Article Text

Extended report
Effectiveness and safety of the interleukin 6-receptor antagonist tocilizumab after 4 and 24 weeks in patients with active rheumatoid arthritis: the first phase IIIb real-life study (TAMARA)
  1. Gerd R Burmester1,
  2. E Feist1,
  3. H Kellner2,
  4. J Braun3,
  5. C Iking-Konert4,
  6. A Rubbert-Roth5
  1. 1Charité-Universitätsmedizin Berlin, Department of Rheumatology and Clinical Immunology, Free University and Humboldt University of Berlin, Berlin, Germany
  2. 2Rheumatologische Praxis, München, Germany
  3. 3Rheumazentrum Ruhrgebiet Herne, Herne, Germany
  4. 4Department III, Nephrology and Rheumatology, University Clinic Hamburg UKE, Hamburg, Germany
  5. 5Department I, Internal Medicine, University of Cologne, Cologne, Germany
  1. Correspondence to Gerd-R Burmester, Charité-Universitätsmedizin Berlin, Department of Rheumatology and Clinical Immunology, Free University and Humboldt University of Berlin, Charitéplatz 1, 10117 Berlin; gerd.burmester{at}


Objectives To confirm the effectiveness and safety of the interleukin 6-receptor antagonist tocilizumab in patients with rheumatoid arthritis (RA) in a setting close to real-life medical care in Germany.
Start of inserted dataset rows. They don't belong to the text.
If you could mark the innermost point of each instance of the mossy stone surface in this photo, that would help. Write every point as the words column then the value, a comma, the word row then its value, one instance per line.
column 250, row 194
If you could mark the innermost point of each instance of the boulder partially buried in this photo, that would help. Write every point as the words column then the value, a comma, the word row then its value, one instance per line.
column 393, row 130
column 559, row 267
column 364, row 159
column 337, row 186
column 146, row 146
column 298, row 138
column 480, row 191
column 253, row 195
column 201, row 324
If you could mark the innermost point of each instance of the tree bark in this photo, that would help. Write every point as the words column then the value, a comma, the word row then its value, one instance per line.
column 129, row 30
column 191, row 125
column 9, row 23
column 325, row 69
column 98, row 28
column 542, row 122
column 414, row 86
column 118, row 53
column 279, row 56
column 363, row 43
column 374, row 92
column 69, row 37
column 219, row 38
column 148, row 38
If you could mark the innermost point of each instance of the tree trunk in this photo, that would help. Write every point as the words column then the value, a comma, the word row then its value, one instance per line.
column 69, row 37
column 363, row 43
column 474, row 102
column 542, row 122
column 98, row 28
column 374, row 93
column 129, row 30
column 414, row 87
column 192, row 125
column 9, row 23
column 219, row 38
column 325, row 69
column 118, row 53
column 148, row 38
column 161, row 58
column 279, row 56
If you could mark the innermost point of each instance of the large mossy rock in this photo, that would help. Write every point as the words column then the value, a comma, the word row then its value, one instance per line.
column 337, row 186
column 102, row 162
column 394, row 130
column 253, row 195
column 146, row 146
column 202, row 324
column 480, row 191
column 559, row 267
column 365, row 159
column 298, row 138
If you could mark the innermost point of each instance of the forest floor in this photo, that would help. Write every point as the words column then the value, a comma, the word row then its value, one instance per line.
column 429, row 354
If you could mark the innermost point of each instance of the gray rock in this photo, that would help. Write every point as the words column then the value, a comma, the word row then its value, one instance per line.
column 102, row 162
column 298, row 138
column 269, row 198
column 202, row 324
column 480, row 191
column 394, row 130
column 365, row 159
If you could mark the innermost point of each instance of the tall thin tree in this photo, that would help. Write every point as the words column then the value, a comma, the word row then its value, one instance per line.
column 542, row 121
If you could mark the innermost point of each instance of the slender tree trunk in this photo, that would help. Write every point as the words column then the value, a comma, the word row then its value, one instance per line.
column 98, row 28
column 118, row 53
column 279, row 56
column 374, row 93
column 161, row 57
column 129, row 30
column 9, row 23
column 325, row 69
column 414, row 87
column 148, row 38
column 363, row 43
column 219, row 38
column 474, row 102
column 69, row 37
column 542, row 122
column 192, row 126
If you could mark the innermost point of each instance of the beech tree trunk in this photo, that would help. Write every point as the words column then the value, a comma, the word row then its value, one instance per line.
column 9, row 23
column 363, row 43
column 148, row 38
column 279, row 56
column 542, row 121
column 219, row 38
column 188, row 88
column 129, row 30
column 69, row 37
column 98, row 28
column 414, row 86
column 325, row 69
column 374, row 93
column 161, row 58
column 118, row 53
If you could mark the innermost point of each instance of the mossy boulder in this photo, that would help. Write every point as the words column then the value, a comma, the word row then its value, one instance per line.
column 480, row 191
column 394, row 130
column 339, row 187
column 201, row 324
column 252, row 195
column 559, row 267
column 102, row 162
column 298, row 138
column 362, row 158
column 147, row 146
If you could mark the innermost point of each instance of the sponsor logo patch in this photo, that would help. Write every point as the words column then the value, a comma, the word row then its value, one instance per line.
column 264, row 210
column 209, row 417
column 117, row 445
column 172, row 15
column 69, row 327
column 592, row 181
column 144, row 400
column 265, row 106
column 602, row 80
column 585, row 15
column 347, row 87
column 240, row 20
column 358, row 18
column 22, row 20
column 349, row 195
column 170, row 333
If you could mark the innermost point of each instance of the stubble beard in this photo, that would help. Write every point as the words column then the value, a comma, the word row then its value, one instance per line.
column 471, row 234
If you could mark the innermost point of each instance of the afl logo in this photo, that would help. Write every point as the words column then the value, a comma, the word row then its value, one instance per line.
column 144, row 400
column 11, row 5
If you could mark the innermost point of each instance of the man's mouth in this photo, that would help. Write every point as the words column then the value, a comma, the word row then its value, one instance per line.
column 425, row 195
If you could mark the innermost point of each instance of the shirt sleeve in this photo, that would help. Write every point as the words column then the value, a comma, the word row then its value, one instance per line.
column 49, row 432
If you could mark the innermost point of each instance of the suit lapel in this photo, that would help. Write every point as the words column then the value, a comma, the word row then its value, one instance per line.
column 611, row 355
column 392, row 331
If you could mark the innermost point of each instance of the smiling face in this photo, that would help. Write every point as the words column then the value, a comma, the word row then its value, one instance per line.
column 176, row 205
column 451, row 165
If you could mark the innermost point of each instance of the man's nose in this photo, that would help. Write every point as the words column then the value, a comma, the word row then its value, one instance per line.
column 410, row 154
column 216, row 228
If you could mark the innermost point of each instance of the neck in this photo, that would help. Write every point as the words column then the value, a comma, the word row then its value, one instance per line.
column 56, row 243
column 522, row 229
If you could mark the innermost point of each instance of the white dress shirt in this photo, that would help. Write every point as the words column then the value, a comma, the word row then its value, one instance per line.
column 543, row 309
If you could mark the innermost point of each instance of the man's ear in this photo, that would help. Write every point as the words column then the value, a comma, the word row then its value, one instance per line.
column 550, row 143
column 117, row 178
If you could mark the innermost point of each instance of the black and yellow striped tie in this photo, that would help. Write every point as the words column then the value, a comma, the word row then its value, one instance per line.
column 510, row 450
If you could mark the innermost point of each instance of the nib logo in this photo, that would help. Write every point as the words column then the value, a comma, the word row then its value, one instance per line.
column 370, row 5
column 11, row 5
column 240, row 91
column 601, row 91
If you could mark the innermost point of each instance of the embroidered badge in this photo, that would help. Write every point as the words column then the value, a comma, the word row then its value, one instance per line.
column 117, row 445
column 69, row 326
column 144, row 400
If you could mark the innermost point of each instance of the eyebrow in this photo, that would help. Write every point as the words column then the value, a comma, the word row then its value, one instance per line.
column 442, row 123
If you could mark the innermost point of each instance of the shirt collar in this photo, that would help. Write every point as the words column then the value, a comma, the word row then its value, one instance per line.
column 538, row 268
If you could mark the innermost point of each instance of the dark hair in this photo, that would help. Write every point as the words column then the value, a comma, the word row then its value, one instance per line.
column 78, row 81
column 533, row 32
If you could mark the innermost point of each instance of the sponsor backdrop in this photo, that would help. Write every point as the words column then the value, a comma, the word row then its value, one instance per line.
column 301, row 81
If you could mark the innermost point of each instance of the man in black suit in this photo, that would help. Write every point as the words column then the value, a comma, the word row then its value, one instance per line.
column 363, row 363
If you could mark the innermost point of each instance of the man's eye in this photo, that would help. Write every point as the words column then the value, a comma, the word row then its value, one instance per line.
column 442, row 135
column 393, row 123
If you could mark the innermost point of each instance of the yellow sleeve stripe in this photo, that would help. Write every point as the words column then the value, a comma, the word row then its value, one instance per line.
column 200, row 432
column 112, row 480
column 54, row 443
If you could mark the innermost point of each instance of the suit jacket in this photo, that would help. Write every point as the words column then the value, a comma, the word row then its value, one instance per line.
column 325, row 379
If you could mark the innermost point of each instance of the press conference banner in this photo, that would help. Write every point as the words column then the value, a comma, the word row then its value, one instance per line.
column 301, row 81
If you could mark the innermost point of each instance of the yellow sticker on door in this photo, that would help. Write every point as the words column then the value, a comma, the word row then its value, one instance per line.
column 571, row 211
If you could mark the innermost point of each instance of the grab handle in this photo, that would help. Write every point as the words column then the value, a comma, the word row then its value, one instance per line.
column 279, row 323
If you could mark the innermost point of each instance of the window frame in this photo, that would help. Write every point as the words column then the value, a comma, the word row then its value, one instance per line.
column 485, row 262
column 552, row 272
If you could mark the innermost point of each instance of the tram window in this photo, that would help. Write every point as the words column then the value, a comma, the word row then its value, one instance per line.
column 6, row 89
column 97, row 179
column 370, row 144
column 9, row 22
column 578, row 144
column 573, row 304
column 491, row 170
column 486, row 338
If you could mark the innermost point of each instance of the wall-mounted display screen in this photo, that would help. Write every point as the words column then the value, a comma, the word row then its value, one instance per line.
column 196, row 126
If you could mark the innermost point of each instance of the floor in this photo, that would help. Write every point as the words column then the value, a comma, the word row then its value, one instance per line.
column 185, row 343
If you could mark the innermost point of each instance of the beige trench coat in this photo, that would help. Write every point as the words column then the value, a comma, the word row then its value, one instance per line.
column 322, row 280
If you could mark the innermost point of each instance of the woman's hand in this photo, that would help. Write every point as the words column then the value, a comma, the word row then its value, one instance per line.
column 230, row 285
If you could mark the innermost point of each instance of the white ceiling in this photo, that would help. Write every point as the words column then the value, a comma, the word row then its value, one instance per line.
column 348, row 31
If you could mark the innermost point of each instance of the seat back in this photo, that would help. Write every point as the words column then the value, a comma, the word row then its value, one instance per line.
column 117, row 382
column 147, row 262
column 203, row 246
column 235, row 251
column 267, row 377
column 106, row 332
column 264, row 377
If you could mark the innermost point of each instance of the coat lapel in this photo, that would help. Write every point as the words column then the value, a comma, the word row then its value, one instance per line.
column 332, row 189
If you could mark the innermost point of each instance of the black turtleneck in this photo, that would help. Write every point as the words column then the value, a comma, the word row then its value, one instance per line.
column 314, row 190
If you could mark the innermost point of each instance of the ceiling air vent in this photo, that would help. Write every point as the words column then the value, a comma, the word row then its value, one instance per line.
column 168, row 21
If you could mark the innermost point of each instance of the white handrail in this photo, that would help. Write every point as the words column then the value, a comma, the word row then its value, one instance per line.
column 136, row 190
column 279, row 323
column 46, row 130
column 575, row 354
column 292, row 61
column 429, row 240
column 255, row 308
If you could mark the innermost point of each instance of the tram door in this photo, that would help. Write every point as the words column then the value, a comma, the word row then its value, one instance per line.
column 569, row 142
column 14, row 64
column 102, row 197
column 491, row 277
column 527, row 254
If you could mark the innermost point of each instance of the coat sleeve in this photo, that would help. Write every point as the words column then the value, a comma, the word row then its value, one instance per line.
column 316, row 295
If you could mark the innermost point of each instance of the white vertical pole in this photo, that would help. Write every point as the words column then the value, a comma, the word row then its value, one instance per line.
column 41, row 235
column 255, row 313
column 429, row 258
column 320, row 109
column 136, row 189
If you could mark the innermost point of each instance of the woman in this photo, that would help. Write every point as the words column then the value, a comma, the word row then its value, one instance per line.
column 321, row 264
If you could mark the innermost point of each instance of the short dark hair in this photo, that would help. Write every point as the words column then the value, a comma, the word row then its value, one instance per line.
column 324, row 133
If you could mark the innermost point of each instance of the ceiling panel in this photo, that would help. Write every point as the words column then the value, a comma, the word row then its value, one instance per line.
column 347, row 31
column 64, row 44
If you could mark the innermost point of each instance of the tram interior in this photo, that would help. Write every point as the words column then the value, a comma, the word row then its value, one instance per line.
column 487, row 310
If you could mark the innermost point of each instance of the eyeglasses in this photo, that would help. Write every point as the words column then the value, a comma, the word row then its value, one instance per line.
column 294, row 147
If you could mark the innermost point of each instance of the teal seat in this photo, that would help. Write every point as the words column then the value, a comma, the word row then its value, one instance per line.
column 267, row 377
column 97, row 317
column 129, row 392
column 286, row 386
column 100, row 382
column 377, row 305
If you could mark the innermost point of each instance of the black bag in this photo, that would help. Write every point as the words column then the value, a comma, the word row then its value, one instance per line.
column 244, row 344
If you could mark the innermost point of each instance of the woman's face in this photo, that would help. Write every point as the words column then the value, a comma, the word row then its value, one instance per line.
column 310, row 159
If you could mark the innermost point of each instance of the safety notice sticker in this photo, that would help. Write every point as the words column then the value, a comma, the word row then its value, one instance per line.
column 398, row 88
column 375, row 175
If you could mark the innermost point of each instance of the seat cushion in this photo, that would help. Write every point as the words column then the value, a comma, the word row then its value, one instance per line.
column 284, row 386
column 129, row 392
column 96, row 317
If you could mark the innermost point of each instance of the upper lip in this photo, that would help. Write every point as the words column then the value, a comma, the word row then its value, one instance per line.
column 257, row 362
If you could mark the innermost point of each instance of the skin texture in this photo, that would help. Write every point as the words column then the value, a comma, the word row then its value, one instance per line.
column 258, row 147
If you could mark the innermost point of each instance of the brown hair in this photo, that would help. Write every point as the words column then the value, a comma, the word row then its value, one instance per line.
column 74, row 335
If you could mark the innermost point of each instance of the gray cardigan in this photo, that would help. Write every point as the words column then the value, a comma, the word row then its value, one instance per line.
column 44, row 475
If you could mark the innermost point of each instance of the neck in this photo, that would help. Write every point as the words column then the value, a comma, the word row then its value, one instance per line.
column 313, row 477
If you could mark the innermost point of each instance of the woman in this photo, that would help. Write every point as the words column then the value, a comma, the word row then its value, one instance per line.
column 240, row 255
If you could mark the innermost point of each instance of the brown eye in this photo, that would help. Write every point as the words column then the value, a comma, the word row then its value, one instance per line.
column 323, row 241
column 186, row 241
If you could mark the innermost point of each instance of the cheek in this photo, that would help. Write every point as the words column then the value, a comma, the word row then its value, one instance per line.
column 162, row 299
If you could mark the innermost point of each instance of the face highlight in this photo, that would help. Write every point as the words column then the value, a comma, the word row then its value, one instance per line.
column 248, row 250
Methods A multicentre open-label phase IIIb study was undertaken. Patients with active RA with a 28-joint Disease Activity Score (DAS28) >3.2 despite previous disease-modifying antirheumatic drugs (DMARDs) were treated with tocilizumab 8 mg/kg every 4 weeks. The primary end point was the proportion of patients achieving LDAS ≤3.2 at week 24; secondary end points included American College of Rheumatology (ACR), European League Against Rheumatism (EULAR) or Clinical Disease Activity Index (CDAI) responses and decrease in acute phase. Analyses in subgroups such as rheumatoid factor (RF)-positive versus RF-negative patients and patients with an inadequate response to treatment with DMARDs (DMARD-IR) versus those with an inadequate response to tumour necrosis factor (TNF) antagonists (TNF antagonist-IR) were performed. Safety was assessed by adverse event documentation.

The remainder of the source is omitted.